A wind gust or peak gust is defined by WMO as a maximum wind speed of short duration during a longer period of time. A common practice at synoptic weather stations is to record gust as a maximum of 3 s averages of wind speed during a 10 minutes sampling period. There has recently been an increasing trend in the size of wind turbines. The hub heights can reach up to 100 meters or even more and simultaneously the blade diameters have increased to more than 100 meters. Hence, to estimate the load on turbines, it is not enough to study gusts at a single height, but information on the vertical profile is also needed. In meteorological applications, gusts are usually considered together with the mean wind speed using the concept of a gust factor, which is the ratio of gust wind speed and the mean wind speed. In engineering applications, gusts are more often related to the standard deviation rather than to the mean wind speed. In this study we combined these two approaches to derive a new gust parametrization, and applied it to the heights relevant for wind energy.

We analysed long time series of high-resolution wind data from a 100-m-high meteorological tower located on flat grassland in Høvsøre, close to the western coast of Denmark. We excluded cases of weak winds (less than 5 m/s) since they are often very turbulent and, on the other hand, not so relevant from the point of view of wind turbines. The data cover various stability conditions. We further compare the Høvsøre results with those from two coastal/archipelago sites in the Baltic Sea with different surface conditions, and evaluate which features of gusts are related to observation practices (gust duration / averaging period length), surface roughness, height above the surface and, above all, meteorological conditions.
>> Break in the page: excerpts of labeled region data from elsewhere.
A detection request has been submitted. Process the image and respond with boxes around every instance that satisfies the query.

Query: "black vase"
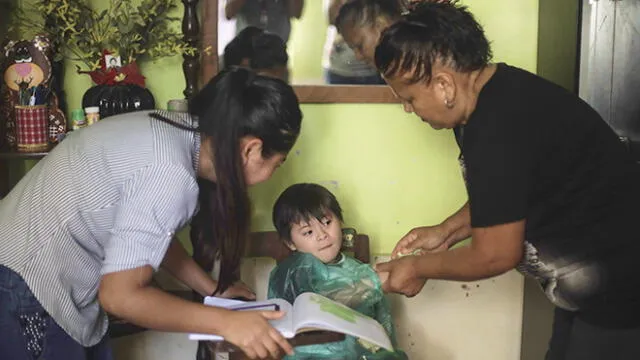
[82,84,156,119]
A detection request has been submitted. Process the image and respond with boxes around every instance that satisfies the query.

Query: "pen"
[229,304,280,311]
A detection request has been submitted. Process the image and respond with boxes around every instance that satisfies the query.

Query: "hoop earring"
[444,99,456,109]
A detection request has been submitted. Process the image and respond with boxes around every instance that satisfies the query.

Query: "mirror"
[202,0,397,103]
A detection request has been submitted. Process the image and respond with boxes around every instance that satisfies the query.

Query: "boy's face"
[289,211,342,263]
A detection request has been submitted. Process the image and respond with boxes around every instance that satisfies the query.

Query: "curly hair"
[375,0,492,83]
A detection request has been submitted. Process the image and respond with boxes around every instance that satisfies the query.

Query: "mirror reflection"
[218,0,405,85]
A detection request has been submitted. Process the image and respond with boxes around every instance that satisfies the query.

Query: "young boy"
[268,184,407,360]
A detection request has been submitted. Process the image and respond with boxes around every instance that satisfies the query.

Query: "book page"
[189,296,295,341]
[293,293,393,351]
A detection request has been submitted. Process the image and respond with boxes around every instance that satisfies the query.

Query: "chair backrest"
[245,228,371,263]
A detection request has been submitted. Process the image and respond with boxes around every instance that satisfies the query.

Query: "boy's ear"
[284,241,298,251]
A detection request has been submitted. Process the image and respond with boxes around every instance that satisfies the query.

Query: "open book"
[189,293,393,351]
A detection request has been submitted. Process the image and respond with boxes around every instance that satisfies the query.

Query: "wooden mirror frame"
[192,0,398,104]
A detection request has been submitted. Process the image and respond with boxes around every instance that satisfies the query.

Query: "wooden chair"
[196,228,371,360]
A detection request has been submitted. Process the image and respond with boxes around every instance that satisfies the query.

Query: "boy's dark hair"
[335,0,405,33]
[223,26,289,70]
[375,1,491,83]
[272,183,343,243]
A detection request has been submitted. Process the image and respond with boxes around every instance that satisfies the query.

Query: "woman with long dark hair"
[0,69,302,360]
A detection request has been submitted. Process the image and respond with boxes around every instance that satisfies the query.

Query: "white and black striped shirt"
[0,111,200,346]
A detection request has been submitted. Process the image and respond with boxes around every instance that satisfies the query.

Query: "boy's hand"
[220,281,256,300]
[391,226,448,259]
[376,256,427,297]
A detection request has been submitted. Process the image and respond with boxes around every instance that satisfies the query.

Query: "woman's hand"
[375,256,427,297]
[220,311,293,359]
[391,226,449,259]
[220,281,256,300]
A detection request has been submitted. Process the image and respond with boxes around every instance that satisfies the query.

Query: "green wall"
[58,0,538,254]
[538,0,580,93]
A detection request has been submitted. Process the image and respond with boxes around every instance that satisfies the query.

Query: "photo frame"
[104,54,122,69]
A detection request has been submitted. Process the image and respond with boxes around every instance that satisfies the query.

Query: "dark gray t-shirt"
[455,64,640,326]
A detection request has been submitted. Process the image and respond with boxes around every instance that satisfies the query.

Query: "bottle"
[84,106,100,126]
[71,109,87,130]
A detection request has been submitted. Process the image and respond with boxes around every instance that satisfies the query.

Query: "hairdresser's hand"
[220,281,256,300]
[391,226,449,259]
[375,256,427,297]
[220,311,293,359]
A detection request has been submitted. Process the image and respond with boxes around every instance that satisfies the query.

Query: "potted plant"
[10,0,198,117]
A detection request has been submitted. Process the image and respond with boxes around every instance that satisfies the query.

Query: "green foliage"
[12,0,198,70]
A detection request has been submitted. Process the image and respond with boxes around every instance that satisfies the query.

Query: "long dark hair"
[223,26,289,70]
[154,68,302,294]
[335,0,407,33]
[375,1,491,83]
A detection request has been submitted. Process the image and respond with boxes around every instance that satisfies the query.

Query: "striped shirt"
[0,111,200,346]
The new parametrization method for gusts is based on the standard deviation of the wind speed, which is parametrized on the basis of the surface friction velocity, Obukhov length, height above the surface, and the boundary-layer height. We compared the method with two earlier methods originally developed for the surface layer with reference height of 10 meters. It was found that the new method outperformed the two older methods: the effects of surface roughness, stability and the height above surface were well represented by the new method.